在阿次眼里,他俨然成了只拽兔子——再拽也终究是只兔子。
阿初看看手表,已经到下班时间了:“我送你回病房吧。”
阿次横了他一眼:“你急什么?老爸又不用你做晚饭。”
阿初笑得有点无奈:“今天真有事……这样,我晚上有空时再来看你。”
阿次预感到这事情不一般:“什么事?方便跟我说吗?”
“我没什么不方便告诉你的,但是现在时间有点赶。”
“那长话短说吧。”
“……还是下次吧”阿初笑着转到他身后,帮他推轮椅。
“不必了!赶你的时间吧。”阿次自己摇着轮椅出了诊室,到门口时腾出手摸了一把上衣兜儿,很显然没摸到烟盒,于是加快速度离开了。
“出息。”阿初笑着摇摇头。
……
阿次莫名有些不痛快,导致晚饭时都没什么胃口,随便吃了几口就撂下了。
他今儿诚意十足,摇着轮椅过去聊天。这大哥倒好,没说几句就急着开溜,全然不顾兄弟情义……好吧,他承认自己有点上纲上线了,但是到底能是什么事啊?越是不露口风,就越想知道!

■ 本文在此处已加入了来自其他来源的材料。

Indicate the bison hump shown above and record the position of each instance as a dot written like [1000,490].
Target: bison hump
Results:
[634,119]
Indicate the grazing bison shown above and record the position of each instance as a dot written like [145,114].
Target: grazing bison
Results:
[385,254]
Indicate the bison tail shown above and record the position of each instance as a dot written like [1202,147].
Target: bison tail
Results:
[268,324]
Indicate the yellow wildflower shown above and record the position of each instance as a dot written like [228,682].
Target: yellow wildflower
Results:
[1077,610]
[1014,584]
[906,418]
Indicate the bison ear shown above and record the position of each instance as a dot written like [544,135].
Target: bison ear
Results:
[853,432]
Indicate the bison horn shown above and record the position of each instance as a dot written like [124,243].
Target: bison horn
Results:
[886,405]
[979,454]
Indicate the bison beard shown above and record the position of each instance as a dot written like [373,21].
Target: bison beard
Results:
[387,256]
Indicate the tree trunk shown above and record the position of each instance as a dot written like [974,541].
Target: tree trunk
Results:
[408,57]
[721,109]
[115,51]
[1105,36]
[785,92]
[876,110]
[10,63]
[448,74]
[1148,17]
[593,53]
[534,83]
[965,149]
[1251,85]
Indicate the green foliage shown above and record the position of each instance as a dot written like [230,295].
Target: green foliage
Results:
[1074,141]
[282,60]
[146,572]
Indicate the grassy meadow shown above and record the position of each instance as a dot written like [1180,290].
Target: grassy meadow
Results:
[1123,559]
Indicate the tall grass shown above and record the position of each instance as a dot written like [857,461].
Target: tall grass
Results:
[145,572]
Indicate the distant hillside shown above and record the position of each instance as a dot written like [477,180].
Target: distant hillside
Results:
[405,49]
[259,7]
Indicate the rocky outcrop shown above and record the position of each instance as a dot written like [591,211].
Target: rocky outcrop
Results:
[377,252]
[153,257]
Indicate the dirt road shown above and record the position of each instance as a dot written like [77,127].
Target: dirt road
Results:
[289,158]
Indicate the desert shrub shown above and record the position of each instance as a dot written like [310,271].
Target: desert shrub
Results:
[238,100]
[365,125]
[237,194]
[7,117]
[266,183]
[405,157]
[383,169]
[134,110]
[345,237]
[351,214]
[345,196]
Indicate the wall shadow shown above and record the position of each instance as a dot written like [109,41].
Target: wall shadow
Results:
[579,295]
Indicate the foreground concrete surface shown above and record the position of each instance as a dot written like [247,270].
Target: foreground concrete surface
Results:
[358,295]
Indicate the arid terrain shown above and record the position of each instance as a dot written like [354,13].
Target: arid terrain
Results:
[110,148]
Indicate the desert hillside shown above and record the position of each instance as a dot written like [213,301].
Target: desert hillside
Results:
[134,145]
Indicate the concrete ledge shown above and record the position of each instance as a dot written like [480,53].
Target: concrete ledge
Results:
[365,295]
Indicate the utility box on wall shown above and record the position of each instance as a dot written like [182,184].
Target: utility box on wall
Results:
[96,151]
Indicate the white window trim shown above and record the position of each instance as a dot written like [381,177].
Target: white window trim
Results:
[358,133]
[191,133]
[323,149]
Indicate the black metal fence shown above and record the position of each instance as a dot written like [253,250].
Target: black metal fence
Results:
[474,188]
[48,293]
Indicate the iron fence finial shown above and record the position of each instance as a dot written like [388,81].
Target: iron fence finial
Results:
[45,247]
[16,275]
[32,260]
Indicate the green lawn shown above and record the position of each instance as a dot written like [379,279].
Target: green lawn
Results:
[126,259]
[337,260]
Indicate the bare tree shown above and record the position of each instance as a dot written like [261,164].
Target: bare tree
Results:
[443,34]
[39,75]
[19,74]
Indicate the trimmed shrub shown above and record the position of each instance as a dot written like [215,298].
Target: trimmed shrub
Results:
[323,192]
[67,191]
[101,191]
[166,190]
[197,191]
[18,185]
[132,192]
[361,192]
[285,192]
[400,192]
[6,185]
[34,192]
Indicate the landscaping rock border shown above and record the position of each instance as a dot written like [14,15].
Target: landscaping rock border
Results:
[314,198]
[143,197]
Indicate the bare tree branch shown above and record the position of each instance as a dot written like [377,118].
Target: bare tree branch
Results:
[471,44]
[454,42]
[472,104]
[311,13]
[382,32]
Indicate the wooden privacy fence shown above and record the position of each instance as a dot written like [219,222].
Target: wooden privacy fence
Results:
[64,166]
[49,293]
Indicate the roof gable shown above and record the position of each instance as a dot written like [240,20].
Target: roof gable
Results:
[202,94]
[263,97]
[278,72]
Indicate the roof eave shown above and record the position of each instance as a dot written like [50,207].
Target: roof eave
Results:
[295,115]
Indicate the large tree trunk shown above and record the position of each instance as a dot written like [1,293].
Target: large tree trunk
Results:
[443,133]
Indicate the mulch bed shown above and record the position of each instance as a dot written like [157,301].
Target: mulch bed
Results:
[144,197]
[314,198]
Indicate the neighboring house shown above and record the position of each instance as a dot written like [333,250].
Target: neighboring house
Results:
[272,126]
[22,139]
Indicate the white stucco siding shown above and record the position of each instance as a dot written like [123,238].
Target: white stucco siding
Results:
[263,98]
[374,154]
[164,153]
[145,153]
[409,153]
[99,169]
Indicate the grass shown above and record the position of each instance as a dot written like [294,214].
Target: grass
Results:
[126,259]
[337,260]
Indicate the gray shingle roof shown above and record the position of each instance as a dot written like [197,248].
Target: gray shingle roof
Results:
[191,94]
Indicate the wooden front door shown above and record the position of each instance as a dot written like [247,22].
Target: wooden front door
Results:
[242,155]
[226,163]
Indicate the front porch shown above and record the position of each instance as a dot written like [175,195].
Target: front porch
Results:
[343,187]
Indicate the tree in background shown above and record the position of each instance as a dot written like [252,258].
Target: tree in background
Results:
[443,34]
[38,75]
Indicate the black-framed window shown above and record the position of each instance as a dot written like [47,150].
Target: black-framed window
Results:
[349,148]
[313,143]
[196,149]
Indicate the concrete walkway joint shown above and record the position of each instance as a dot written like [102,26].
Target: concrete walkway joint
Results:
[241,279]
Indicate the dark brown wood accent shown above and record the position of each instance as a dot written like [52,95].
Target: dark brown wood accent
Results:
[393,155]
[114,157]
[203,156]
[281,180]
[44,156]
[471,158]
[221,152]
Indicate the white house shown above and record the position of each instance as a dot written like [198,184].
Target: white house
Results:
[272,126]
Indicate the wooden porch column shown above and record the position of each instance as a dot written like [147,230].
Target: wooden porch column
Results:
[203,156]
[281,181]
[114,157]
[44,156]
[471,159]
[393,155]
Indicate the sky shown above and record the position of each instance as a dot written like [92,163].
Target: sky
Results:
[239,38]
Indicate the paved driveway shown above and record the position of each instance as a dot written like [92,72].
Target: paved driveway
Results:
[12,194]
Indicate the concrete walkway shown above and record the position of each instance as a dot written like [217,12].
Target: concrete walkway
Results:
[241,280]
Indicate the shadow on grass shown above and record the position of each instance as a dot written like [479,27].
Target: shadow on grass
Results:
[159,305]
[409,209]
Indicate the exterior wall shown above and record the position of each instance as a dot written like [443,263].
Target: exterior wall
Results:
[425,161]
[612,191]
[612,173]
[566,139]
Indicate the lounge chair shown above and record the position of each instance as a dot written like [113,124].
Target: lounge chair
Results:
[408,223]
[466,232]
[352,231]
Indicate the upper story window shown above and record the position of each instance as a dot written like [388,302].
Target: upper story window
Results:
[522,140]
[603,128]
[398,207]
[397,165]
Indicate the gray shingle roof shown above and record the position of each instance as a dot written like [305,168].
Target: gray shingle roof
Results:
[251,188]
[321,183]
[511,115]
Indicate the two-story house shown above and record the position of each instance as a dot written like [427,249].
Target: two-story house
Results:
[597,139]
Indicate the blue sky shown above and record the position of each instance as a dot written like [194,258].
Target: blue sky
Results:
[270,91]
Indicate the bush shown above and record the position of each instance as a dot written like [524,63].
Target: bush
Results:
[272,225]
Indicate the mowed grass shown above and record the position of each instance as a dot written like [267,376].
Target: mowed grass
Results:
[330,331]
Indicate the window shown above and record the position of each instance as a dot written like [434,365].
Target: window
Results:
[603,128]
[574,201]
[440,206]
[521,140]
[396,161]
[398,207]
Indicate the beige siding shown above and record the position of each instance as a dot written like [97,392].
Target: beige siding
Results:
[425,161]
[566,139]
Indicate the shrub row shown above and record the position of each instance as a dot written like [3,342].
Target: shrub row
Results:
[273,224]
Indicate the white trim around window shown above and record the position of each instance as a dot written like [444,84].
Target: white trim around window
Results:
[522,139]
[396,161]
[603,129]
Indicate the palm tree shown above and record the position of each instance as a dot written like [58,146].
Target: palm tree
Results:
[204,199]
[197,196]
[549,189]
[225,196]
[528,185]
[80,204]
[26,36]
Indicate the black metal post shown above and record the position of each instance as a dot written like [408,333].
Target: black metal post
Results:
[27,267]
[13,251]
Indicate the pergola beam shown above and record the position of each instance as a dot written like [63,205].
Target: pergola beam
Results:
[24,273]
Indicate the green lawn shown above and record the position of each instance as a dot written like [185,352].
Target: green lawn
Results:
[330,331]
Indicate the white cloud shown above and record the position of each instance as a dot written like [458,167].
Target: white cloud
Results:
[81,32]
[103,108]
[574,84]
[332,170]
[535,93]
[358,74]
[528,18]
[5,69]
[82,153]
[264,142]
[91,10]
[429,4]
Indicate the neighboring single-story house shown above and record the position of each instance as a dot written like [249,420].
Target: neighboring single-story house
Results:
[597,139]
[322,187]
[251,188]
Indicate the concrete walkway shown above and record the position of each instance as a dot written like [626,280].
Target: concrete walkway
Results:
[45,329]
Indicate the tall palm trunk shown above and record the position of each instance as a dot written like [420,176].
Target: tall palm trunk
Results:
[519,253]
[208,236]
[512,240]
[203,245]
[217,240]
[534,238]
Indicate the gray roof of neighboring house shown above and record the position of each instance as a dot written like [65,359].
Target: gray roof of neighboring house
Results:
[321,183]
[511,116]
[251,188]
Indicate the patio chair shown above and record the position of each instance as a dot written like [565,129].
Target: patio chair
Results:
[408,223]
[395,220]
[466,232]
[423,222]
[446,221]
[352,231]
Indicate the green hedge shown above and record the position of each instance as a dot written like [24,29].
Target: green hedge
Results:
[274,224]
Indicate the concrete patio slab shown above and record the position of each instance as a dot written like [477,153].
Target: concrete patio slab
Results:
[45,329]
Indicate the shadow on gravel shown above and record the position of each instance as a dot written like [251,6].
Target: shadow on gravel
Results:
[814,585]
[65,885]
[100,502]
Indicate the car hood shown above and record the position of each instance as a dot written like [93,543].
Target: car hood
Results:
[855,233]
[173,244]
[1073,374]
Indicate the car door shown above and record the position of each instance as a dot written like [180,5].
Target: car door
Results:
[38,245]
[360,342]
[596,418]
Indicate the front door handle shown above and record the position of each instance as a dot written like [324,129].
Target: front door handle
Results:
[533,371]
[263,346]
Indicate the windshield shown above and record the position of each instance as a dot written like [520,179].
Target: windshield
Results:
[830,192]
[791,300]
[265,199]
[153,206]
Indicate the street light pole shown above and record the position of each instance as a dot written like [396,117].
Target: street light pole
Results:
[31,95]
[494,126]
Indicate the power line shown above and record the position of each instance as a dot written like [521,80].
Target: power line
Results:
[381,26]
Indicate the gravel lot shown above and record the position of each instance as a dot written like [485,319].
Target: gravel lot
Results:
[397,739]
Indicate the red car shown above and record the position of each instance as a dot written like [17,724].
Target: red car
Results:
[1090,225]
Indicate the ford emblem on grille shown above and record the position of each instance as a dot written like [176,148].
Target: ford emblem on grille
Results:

他拿手机看看时间,已经十一点了。那句“晚上有空再来”果然是句屁话。
他蹦下床,把灯关了。又回到床上,冲着窗户躺着,却怎么都睡不着。
11点50分,门把手转动着“咔咔”作响。阿次立刻翻身瞄了一眼,然后闭上眼装睡。
他努力让呼吸显得平稳,才发现装睡是一件很辛苦的事情。他感觉到阿初打开灯,走到床边,看了他半晌,伸手揉了揉他的头发,在他耳边轻声说“阿次,起来啦。”
阿次把眼睛睁开一条缝,蹙着眉翻身冲里:“别吵我,我有起床气。”
阿初无辜道:“没睡着也能有起床气?”
阿次翻了个白眼,坐起来,没好气道:“我好不容易快睡着了,有话快说。”
阿初把身后的轮椅往前一推:“上来,带你玩去……顺便让你知道,我下午去干嘛了。”
“切!谁管你干嘛去……”阿次不情不愿地拽上皮衣披上。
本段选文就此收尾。